New Year's Eve in Saigon was great. The people were down-to-earth, fearless and real. What better way to celebrate NY's than to be out in the streets with these crazy folks.

The next morning... hungover, tired and about to eat a Vietnamese sub that Pauline managed to find, wrapped with someone's math homework .

Check out my swollen feet from all the walking.

Riding the Mekong

The hustles and bustles of the floating market.

"yeah, we're cool... yea, we're chill...."

simply content

Vietnamese floating konbini (convenience store)
Floating Market on the Mekong

Not exactly sure but assuming that the stick that's raised on the end of the boat is used to advertise their products of the day.
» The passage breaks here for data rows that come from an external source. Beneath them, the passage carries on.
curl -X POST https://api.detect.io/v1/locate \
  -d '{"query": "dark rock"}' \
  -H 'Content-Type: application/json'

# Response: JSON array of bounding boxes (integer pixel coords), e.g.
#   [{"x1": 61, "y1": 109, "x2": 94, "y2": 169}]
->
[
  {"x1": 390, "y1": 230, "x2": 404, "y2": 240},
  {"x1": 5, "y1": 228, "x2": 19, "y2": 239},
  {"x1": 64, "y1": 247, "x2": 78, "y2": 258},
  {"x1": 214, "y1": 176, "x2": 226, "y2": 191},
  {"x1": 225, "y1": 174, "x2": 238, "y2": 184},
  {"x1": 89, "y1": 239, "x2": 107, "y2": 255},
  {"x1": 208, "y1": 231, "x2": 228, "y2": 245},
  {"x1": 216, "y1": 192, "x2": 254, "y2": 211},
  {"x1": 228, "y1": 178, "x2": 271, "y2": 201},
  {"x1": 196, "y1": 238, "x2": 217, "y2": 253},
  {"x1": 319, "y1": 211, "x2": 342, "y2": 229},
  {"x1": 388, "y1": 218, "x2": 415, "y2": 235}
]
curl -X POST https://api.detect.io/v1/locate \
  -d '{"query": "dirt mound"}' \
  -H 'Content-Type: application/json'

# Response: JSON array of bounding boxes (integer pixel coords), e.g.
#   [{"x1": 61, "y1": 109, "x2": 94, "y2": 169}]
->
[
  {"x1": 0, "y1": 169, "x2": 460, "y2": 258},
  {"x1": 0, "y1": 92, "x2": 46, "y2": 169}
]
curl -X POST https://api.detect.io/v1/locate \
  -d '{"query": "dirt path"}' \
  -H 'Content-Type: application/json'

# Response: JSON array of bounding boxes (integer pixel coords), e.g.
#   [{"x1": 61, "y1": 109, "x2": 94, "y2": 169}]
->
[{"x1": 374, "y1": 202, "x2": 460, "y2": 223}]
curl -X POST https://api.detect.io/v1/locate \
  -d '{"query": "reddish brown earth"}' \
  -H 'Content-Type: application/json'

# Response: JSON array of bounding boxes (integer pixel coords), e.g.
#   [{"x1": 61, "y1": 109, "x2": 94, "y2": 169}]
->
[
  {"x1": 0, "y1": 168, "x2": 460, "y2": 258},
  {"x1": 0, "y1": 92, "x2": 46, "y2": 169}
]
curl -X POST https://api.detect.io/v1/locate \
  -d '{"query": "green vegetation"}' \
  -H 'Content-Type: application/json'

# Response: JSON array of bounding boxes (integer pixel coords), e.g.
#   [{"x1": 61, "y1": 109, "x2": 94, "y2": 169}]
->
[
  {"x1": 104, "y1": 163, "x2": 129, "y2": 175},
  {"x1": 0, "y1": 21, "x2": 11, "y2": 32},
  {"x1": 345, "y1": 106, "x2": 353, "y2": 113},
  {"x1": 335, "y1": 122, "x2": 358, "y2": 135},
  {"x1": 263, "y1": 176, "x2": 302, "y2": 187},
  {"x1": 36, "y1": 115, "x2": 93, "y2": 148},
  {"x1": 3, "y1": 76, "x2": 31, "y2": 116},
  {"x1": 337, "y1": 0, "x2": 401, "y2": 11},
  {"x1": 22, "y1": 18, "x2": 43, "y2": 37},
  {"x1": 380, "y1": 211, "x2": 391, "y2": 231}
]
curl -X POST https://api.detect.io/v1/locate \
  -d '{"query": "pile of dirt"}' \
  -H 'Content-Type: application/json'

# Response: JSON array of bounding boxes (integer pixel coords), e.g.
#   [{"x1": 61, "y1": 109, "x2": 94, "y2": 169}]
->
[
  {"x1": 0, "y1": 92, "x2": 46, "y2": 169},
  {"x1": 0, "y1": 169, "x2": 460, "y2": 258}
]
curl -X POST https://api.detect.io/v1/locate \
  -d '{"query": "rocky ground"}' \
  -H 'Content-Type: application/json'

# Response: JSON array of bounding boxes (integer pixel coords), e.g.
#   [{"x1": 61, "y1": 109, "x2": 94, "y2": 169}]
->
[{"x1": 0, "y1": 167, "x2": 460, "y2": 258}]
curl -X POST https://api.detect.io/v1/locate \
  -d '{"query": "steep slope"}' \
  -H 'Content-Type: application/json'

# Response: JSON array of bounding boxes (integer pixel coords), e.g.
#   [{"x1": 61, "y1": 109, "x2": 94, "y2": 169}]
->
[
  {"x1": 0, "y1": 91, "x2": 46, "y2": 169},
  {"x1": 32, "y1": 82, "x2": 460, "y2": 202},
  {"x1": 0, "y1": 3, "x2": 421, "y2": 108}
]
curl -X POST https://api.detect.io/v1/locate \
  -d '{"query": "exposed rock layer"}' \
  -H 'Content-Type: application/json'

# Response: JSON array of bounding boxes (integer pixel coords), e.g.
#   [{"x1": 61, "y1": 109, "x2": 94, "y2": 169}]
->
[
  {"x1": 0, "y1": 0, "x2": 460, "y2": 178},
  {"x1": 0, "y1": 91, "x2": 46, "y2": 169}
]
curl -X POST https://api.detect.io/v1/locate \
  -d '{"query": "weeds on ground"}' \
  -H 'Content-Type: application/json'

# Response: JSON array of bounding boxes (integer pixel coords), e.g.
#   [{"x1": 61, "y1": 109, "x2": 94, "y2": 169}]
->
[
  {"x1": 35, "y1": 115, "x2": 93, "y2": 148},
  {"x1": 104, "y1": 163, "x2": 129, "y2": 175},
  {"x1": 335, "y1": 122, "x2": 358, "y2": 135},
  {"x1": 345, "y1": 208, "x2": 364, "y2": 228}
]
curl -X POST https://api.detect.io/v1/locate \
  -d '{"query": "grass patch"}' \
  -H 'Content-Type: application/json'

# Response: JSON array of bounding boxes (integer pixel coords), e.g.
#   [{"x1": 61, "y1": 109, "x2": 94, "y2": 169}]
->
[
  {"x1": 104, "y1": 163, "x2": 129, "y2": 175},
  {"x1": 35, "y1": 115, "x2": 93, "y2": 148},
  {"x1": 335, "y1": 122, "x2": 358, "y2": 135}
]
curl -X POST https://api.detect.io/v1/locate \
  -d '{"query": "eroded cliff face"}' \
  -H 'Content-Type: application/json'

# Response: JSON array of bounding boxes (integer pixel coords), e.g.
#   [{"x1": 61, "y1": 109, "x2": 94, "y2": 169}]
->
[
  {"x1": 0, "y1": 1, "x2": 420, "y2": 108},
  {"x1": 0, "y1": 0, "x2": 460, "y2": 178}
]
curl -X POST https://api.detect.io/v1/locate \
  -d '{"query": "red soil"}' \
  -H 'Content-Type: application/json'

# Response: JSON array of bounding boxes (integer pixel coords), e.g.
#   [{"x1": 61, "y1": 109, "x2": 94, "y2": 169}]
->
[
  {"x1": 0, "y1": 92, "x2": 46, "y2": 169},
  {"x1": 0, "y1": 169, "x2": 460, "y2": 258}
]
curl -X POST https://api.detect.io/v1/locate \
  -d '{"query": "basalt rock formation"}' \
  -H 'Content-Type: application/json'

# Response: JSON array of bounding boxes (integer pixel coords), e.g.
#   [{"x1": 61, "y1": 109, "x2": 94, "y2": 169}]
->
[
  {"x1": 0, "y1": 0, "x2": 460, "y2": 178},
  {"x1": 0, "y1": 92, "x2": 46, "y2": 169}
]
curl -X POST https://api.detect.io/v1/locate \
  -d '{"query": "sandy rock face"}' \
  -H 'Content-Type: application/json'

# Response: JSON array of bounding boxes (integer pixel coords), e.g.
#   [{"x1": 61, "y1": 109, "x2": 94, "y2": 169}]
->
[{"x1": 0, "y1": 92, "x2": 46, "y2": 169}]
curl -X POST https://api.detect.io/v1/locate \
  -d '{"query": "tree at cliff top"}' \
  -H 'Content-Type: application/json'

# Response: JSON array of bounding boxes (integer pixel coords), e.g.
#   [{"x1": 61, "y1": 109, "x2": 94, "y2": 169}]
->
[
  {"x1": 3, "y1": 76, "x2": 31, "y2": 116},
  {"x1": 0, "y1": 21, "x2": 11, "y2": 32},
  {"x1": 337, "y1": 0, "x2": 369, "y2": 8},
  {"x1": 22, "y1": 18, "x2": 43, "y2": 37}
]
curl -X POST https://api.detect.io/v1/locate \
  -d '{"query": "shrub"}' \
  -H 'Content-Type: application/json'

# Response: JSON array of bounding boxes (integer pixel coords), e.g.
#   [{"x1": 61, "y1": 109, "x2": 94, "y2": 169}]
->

Here's to the lady who rowed us, and many many others, back and forth the Mekong all day long. otsukaresama

Rice paper: You've heard of it. You've seen it. Most of you have even eaten it. Now here's how you make it.

Caodai Church

Caodaism is a fairly new and but popular religion in Vietnam. It combines the best ideas from a variety of religions and beliefs such as Buddhism, Christianity, Confucianist ideology and Islam.

Crawling beneath... CuChi Tunnels

Paul: Happy to be inside a tunnel at Cu Chi

Doesn't Pauline look like a pro. I bet you she does this on a Sunday afternoon. Makes me wonder what she says when students ask her, "what sport do you like?"

We believe in peace

A taste of Guerilla warfare. Used to hide and attack when enemies approach.

A spike trap on the ground

Spike trap hung on the door. Once the enemy approaches and opens the door, it will fall down and hit them. The henge in the middle is designed for a it to bend so that even if the enemy tries to dodge it, the bottom half cannot be blocked. A fool-proof design.